July 6, 2009 · Leave a Comment

(KVAL News – Oregon )  After a fire destroyed all of her family’s belongings, a Eugene-area woman is warning all renters to purchase insurance.

“You can’t save the sentimental things, of course, but at least if you have children, there is something” if you have insurance, said Rhea Chrismer. “You can replace their bedrooms again.”

A fire destroyed Chrismer’s rented house and garage last Monday, charring most of the family’s belongings. The cause of the fire has not been determined and the investigation is on pause unless new information surfaces, according to Heather Miller with Lane County Fire District 1.

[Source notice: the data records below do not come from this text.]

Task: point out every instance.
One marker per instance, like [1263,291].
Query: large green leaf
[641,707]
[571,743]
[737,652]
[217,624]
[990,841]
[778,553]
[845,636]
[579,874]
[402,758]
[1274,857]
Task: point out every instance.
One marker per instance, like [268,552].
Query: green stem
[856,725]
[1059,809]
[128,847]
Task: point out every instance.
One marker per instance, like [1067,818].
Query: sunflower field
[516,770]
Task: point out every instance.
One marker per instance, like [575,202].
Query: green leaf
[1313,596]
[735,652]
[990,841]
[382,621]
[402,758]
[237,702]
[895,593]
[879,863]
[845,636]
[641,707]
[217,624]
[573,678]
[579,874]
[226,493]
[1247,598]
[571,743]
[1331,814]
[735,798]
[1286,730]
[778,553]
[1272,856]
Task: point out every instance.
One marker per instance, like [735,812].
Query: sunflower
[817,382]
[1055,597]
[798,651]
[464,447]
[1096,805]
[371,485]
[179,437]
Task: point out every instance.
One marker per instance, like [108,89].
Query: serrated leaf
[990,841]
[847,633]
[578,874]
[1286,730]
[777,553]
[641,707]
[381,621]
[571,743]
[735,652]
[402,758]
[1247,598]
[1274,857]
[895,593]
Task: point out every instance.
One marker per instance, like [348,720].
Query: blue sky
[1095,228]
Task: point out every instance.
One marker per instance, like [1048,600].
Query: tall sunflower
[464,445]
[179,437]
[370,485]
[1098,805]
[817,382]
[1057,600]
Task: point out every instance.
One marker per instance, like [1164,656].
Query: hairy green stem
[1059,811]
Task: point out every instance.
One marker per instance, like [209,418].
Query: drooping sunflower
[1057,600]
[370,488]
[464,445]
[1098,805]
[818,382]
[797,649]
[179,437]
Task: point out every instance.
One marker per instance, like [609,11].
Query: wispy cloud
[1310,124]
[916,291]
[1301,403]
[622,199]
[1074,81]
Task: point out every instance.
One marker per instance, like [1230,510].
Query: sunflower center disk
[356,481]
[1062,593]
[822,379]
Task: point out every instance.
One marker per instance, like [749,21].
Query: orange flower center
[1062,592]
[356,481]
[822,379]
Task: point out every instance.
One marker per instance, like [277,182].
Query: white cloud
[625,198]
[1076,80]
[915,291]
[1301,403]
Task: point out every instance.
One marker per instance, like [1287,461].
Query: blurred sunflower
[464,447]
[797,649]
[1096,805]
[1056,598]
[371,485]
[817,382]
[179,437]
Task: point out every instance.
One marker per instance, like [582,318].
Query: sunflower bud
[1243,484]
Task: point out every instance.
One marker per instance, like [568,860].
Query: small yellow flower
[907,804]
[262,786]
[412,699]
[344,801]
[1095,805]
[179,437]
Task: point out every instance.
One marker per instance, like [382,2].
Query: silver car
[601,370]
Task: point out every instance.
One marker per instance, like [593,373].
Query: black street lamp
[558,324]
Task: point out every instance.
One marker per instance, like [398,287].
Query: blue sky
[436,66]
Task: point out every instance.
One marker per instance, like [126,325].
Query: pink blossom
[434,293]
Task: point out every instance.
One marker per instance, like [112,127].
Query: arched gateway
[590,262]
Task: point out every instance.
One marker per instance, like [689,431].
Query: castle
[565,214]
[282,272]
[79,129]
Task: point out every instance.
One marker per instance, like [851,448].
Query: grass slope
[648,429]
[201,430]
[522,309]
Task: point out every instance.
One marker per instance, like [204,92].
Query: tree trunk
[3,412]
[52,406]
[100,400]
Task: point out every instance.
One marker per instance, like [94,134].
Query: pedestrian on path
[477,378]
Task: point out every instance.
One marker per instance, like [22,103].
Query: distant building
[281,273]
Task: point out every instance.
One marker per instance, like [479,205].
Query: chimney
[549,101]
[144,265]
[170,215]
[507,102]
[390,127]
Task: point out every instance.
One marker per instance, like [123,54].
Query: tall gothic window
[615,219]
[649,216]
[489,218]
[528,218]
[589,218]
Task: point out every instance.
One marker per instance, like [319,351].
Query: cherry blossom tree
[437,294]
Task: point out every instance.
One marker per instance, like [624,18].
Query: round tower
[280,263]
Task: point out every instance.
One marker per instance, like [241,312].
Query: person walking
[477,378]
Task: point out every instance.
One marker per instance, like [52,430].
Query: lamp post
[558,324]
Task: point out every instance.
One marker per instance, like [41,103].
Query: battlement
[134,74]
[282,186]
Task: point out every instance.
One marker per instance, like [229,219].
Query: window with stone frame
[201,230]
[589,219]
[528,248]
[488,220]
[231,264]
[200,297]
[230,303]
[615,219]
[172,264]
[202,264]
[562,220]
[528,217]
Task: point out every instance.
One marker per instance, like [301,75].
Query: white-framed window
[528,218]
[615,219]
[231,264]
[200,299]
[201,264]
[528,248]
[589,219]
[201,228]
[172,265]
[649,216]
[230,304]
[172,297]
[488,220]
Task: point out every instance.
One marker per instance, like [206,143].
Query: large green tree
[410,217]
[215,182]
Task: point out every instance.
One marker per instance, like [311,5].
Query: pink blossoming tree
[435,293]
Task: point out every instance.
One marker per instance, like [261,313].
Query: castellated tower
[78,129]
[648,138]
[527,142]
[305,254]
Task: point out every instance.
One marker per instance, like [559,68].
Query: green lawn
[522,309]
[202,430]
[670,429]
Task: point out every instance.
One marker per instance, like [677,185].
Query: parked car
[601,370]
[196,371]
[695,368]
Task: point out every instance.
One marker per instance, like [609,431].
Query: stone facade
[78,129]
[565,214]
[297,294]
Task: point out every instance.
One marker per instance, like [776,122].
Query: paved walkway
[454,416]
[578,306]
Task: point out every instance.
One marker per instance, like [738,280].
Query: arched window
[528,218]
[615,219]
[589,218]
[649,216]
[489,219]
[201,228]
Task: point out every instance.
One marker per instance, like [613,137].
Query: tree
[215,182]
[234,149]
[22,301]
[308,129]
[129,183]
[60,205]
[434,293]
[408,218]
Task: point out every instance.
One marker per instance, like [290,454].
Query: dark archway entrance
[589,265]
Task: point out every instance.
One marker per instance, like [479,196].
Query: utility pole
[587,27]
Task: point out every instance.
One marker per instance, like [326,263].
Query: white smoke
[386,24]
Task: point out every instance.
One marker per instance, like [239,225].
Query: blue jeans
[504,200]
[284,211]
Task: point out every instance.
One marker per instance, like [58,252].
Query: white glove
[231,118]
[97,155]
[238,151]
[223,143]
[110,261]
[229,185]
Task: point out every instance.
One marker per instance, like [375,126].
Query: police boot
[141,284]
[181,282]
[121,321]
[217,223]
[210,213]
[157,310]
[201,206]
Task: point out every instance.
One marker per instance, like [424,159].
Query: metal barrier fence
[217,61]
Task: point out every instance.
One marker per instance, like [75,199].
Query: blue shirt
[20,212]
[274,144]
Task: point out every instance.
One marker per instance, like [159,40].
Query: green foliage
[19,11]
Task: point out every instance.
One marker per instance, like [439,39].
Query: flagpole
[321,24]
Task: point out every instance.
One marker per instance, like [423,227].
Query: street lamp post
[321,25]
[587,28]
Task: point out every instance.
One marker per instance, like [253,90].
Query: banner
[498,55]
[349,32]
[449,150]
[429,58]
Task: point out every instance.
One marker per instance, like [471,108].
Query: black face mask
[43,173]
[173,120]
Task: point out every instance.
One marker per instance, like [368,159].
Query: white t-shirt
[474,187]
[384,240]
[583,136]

Chrismer, boyfriend Micheal Kezer and Chrismer’s three children were not home. The family was renting the property on Territorial Road but did not have renters insurance.

According to a Farmers Insurance branch in Eugene , the average person will pay less than $200 a year for a renters insurance policy.

“We’re not going to let this stop our little family,” she said. “I’m learning good things come from bad things. You meet really good people.”

People like the passerby who saw smoke coming from the house Monday, searched the rooms for people and finding none, let the family’s dogs outside. The dogs survived.

People like the communities of Crow and Lorane, who have offered clothes and started fundraising efforts. If you would like to donate to the family, an account has been set up at the Selco Bank on Gateway Street. Mention the Kezer Family Fund.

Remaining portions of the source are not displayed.